Value Stream Mapping and a touch of reality


Rather recently I had a team from a customer create a VSM of their process. The usual steps: identify the different steps, or actions, of the process and their sequence; estimate the calendar task for each step; estimate the actual time it takes for each step to be executed; estimate the wait times between steps; identify and calculate loops in the process, if any; then calculate its efficiency by dividing the actual execution time by the total cycle time. I was shocked when they showed me their to be at close to 90%! I knew something wasn’t right, taking into account their own comments earlier during the training on the large number of projects they were running and the dependencies that sometimes taking up to months to resolve. I asked them to consider one typical project and recalculate.

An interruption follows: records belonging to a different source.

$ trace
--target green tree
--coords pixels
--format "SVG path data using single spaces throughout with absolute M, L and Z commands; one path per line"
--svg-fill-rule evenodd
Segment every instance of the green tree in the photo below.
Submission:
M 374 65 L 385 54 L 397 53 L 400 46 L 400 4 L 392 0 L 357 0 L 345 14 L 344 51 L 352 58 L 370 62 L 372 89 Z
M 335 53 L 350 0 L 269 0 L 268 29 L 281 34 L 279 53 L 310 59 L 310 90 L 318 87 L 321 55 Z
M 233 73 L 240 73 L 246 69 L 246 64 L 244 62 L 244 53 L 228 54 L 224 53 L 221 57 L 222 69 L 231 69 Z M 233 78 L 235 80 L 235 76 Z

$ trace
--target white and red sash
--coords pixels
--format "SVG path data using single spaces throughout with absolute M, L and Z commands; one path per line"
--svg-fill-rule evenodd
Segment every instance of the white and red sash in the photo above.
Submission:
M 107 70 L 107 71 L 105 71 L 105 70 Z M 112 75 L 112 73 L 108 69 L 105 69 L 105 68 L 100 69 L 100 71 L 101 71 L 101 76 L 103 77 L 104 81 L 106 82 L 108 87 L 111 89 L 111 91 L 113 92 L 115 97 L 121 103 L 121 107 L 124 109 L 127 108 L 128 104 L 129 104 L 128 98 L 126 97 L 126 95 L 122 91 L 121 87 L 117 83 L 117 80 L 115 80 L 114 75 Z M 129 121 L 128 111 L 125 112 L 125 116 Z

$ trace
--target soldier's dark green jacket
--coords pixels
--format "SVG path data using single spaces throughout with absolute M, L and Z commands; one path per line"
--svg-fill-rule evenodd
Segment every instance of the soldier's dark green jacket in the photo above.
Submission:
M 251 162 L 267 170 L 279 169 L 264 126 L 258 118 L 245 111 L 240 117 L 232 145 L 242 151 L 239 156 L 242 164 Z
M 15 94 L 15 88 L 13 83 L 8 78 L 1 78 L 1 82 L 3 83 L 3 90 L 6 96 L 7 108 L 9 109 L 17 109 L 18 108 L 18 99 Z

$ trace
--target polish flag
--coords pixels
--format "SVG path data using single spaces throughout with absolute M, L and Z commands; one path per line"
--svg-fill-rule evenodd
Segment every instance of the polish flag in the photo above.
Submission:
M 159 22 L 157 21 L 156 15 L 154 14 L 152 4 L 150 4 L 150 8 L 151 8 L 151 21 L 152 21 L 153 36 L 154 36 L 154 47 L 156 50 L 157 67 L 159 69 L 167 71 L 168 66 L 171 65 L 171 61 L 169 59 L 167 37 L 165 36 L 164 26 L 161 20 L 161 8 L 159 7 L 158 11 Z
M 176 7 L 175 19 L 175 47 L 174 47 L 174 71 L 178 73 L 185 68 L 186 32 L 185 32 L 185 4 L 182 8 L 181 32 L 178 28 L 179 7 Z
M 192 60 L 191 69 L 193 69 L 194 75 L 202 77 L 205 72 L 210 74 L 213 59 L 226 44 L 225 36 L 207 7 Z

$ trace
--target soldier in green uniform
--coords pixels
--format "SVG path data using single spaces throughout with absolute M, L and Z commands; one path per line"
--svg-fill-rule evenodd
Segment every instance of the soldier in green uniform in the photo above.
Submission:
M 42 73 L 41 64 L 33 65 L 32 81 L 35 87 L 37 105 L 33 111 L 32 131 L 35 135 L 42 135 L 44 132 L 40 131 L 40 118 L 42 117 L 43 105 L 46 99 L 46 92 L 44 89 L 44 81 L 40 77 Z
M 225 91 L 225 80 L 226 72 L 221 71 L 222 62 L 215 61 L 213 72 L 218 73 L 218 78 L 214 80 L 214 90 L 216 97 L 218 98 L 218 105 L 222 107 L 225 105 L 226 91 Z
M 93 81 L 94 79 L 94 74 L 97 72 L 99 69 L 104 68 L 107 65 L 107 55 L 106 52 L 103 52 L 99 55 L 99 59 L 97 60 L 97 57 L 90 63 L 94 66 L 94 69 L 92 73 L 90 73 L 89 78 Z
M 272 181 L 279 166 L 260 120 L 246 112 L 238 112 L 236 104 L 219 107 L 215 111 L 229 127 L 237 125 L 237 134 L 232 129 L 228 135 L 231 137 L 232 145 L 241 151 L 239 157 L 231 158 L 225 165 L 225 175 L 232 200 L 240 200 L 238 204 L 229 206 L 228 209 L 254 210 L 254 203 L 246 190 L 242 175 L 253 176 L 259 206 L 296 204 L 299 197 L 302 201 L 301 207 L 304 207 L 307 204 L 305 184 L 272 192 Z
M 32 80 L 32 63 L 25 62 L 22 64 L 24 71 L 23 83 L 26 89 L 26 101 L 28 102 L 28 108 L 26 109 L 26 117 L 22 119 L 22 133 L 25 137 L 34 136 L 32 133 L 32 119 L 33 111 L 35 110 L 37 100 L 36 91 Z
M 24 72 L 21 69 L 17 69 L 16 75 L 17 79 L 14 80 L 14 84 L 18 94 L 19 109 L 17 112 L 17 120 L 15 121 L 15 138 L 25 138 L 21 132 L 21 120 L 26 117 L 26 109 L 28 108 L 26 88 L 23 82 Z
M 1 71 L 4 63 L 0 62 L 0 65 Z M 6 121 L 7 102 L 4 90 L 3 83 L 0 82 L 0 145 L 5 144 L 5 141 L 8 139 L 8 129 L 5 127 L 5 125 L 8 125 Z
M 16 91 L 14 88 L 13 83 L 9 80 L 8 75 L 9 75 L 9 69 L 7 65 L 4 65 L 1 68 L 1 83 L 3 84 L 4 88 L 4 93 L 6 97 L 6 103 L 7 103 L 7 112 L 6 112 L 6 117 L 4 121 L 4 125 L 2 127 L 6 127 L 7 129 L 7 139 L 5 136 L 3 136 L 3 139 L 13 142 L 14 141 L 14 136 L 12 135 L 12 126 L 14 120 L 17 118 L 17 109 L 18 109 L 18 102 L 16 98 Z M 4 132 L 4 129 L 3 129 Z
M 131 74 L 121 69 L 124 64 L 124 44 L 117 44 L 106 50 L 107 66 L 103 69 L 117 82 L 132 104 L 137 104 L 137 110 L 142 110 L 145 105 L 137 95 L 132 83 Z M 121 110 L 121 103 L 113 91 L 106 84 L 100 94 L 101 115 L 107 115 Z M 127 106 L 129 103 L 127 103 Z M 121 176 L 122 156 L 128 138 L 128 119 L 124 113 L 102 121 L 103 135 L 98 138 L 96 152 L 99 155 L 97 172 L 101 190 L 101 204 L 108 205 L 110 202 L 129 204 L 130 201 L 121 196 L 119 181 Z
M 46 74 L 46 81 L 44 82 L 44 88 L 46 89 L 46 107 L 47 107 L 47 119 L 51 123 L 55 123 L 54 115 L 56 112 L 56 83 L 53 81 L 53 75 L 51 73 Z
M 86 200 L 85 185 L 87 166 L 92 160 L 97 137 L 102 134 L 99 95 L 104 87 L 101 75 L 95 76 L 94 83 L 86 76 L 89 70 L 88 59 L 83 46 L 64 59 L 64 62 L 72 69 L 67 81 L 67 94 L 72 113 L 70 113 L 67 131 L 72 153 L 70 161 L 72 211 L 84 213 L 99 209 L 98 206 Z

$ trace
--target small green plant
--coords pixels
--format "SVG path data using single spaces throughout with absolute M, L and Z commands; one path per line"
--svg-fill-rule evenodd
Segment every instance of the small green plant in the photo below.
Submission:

It is very hard to imagine a highly productive team that is running close to 140 simultaneous projects with a staff of around 30 people, each project requires around ½ dozen staff members and takes between 4 to 5 weeks and up to 3 years to get done. 
Each post it is one project!

I explained to the team why although they are busy all the time their efficiency couldn’t be high. There was too much multitasking, frequent long waits, projects that were never finished because a dependency was never resolved, and projects that were either poorly finished or finished late because they had to improvise to pull it off when a dependency was not being satisfied by the corresponding stakeholder. With that in consideration the efficiency was 29.3% at best and most times under 20%. They agreed with this assessment and are now working towards implementing an actual Kanban system to help them control how much they are working on at a given time, improving communication, and figuring out effective ways of enforcing policies to reduce delays (hopefully eliminate them).